– Вот и я говорю, – поддакнул Носов. – А еще каждый купец обязан теперь отбыть казенную службу. Петр Санкт-Петербург отстраивает. Новая столица ему сильной нужна. Вот он в указе и постановил, что со всей Руси на земли нового города насильственно купцов направлять будет вместе с семьями и указывать им, в какие порты какие товары везти для продажи.
– Может, нас-то не коснется? – засомневался Потапов.
– Какое там! – возразил Илья Ильич. – Воевода Ржевский уже усердствует, указ царев исполняет. Да слишком круто поворачивает: знает, что Москва далеко.
– Народ надо поднимать, – будто невзначай проронил Носов.
Судили, рядили купцы, что принесут им предстоящие перемены, да так ничего хорошего и не надумали.
Лето 1705 года, словно магнитом, тянуло на астраханскую всякий беглый люд. Издревле была эта земля больным местом в Отечестве Российском. Бродяги, беглые воровские люди – все стекались сюда, готовые принять сторону любого самозванца, только шепни им. А тут Петровские реформы словно метлой вымели с мест, близких к Москве, весь недовольный люд, смыли его потоками преобразований. И потекли эти потоки в яму Прикаспийской низменности. То ли насмешка, то ли Промысл Божий – собрать все низы в этой низменной яме. Многие недовольные, спасая бороды и платья свои, бежали в Астрахань. Многие пытались укрыться здесь от «царя-иноземца».
В обжорку вошел помощник Потапова и обратился к купцу:
– Михайло Иваныч, там пришли люди воеводы Ржевского требуют налог заплатить за привезенный товар!
– Так уплачено же, – приподнялся на лавке Потапов.
– Да, но говорят, что тот не в счет. А этот по новому цареву указу.
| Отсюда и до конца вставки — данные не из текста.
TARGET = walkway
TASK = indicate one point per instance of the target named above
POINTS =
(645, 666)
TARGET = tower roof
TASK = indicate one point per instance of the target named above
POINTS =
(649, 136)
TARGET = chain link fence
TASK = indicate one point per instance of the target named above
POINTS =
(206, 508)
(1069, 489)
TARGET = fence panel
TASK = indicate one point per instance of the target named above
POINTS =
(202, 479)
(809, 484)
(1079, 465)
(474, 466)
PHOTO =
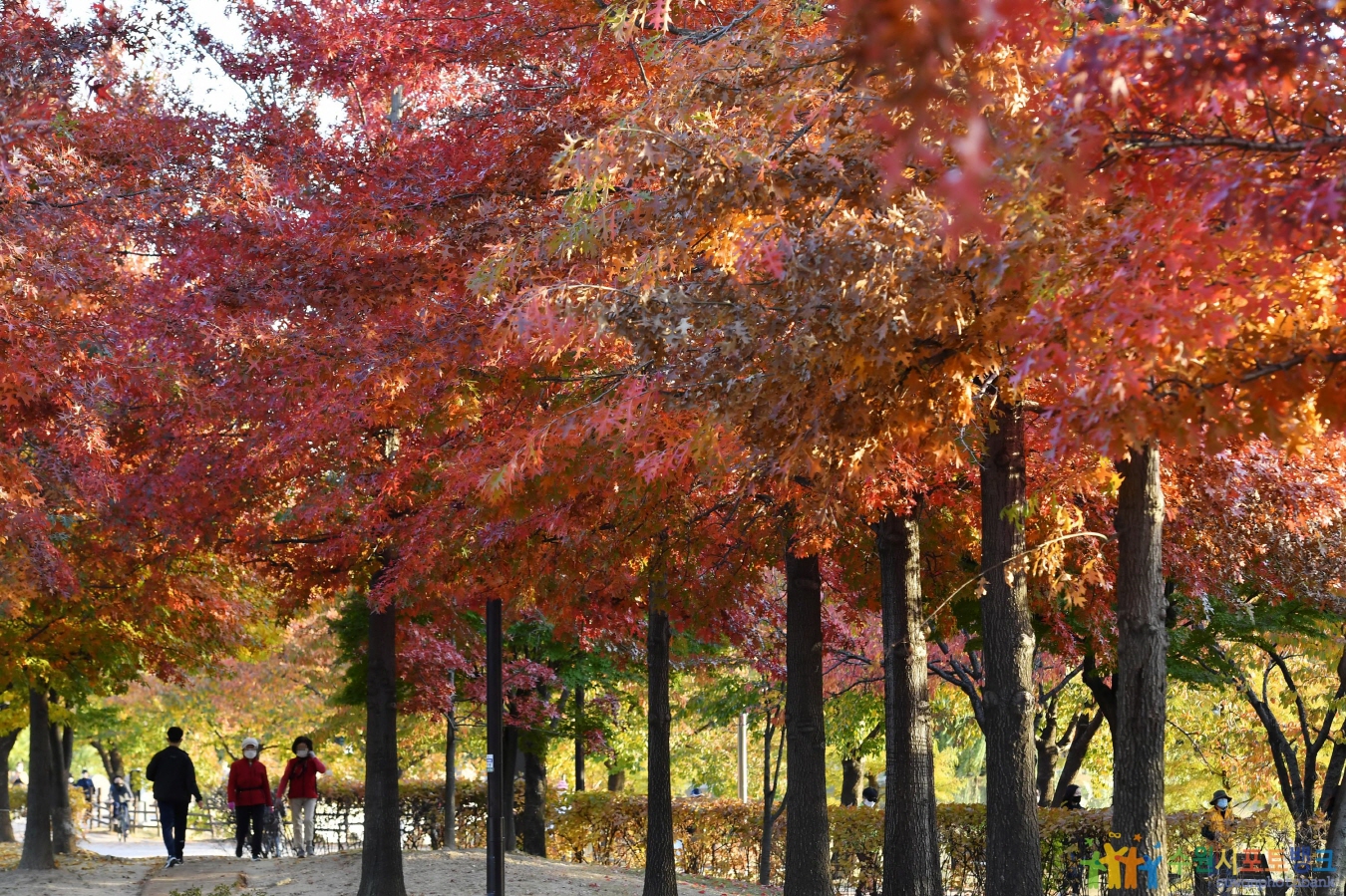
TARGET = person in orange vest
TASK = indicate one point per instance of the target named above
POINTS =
(249, 794)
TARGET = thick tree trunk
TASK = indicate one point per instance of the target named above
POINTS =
(808, 854)
(849, 781)
(579, 739)
(910, 835)
(508, 773)
(1141, 683)
(37, 838)
(1085, 728)
(6, 821)
(533, 818)
(65, 837)
(660, 871)
(1007, 634)
(381, 860)
(450, 780)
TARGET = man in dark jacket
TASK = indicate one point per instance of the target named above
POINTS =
(175, 784)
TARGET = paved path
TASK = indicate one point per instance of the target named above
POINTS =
(206, 873)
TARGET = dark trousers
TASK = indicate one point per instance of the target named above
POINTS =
(172, 818)
(252, 815)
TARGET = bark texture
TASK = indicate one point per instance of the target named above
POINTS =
(910, 835)
(808, 856)
(533, 818)
(381, 858)
(65, 837)
(450, 780)
(6, 821)
(1007, 654)
(660, 872)
(37, 839)
(1141, 683)
(579, 739)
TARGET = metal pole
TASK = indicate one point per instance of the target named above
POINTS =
(495, 753)
(743, 757)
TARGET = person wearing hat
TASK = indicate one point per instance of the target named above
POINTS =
(1215, 826)
(249, 794)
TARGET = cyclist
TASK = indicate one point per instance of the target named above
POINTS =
(120, 798)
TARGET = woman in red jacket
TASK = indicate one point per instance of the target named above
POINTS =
(249, 791)
(302, 775)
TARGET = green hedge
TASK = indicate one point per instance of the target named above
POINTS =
(720, 837)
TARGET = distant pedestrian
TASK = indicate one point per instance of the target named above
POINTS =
(248, 794)
(302, 775)
(175, 783)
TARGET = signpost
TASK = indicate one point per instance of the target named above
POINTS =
(496, 787)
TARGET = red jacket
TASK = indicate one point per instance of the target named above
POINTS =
(302, 775)
(248, 783)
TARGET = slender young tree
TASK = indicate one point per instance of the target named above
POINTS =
(1007, 634)
(910, 834)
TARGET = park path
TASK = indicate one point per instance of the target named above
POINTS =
(206, 873)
И еще налоги на твою бороду и бороды твоих людей. Велено сейчас заплатить, а не то плетьми грозятся.
– Что?! – возмутился купец. – А ну-ка, пойдем!
Около разгруженной потаповской соли стояли трое. Когда Потапов подошел ближе, один из стоящих достал из-под кафтана бумагу и протянул купцу.
– Кто такие? – недовольно выхватил из его рук бумагу Потапов.
– Стрельцы городского воеводы. А ты охолонись, купец! – остудил его пыл старшой. – По указу цареву велено выправить на тебе новый налог на товар, да за бороду, да за… Да тут все исчислено! – Он ткнул свитком в широкую потаповскую грудь. – А коли воспротивишься, – по воеводиному слову не избежать тебе плетей!..
И так рядил, и сяк прикидывал Михайло Иваныч, а заплатил-таки налог. Не хотел на позорище себя выставлять. Может, образуется? Все. А как русскому мужику без бороды да в немецком платье ходить?! Срам! Но еще срамнее плетьми битому быть. Ему-то, купцу!
Летние вечера – долгие вечера. Хоть и заглядывали сумерки в окна афанасиевского дома, а не торопились уступать место ночной тьме. Еле уловимый ветерок трепал холщовую занавеску. Афанасий Прохоров недавно пришел с работы на строительстве собора и теперь ужинал вместе с женой и сыном.
– Как прошел день? – поинтересовался он у Прасковеи.
– Неплохо, – отозвалась та, – я все по хозяйству, а Никита мне пособлял. А ты небось устал с работы?
– Есть немного. Никто к нам не заходил?
– Да нет, – уклончиво отвела глаза Прасковея.